As Francis entered the grounds, many people in the audience began to sing, drum, and ululate. Loud shouts frequently interrupted his homily.
The Archbishop of Canterbury, Justin Welby, who is the head of the worldwide Anglican Communion, and Iain Greenshields, the moderator of the General Assembly of the Church of Scotland, joined Francis for the “pilgrimage of peace,” marking the first time in Christian history that leaders of the Catholic, Anglican, and Reformed traditions traveled abroad together.
Francis decried what he called the foreign pillage of Africa during a stop in the Democratic Republic of the Congo, which is home to Africa’s largest Roman Catholic community.
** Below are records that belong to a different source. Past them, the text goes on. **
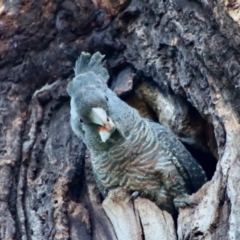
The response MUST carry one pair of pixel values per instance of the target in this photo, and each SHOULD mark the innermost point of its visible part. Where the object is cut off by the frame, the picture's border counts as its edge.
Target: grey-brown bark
(175, 61)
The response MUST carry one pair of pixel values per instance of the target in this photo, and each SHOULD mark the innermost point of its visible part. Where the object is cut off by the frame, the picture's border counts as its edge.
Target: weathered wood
(122, 215)
(174, 60)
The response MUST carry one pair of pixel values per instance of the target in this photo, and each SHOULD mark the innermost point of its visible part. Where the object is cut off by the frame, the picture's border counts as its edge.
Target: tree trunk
(176, 61)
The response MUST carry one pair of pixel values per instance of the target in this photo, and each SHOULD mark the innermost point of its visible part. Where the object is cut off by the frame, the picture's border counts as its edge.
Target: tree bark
(175, 61)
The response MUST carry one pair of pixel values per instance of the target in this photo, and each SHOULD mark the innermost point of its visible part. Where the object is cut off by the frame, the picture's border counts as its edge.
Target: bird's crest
(87, 63)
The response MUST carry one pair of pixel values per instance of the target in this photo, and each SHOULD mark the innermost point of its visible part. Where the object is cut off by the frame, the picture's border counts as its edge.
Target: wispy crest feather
(87, 63)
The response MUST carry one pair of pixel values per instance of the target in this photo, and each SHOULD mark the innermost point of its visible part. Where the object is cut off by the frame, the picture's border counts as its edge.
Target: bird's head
(90, 103)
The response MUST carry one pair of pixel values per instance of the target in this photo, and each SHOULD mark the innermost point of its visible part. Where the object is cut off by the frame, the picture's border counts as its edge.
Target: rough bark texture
(176, 61)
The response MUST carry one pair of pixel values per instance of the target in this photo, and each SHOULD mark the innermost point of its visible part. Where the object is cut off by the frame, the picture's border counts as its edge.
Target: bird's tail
(87, 63)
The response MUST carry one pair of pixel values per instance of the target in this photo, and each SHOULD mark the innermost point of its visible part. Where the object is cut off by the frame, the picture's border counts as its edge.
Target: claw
(183, 201)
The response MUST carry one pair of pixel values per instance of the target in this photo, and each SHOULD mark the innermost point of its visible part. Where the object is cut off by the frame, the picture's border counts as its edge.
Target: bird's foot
(183, 201)
(134, 195)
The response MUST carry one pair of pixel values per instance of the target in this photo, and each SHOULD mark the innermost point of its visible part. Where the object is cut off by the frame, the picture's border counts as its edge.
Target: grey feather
(140, 155)
(87, 63)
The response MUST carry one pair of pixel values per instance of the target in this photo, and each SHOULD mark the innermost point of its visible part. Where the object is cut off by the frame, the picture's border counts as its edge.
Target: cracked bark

Francis has long expressed interest in South Sudan, the youngest nation in the world, which seceded from Sudan in 2011 but rapidly spiraled into a civil conflict that claimed 400,000 lives and drove millions of people from their homes.
Francis kissed the feet of the nation’s former rival leaders during a summit at the Vatican in 2019, making it one of the most spectacular acts of his pontificate.
Although President Salva Kiir, his longstanding foe Riek Machar, and other opposition organizations signed a peace agreement in 2018, violence has continued in several regions of the nation.
27 people were killed on Thursday, the day before the pope arrived, in clashes in the nation’s Central Equatoria state between cattle herders and members of an armed group.
Many of the agreement’s stipulations, such as the creation of a single national army, are still mostly unfulfilled at this day.
In addition to highlighting the humanitarian situation in the nation of almost 11 million people, which has been further plagued by natural disasters and pervasive poverty despite having some of the largest crude oil reserves in sub-Saharan Africa, the three Christian leaders’ trip sought a recommitment to the 2018 agreement.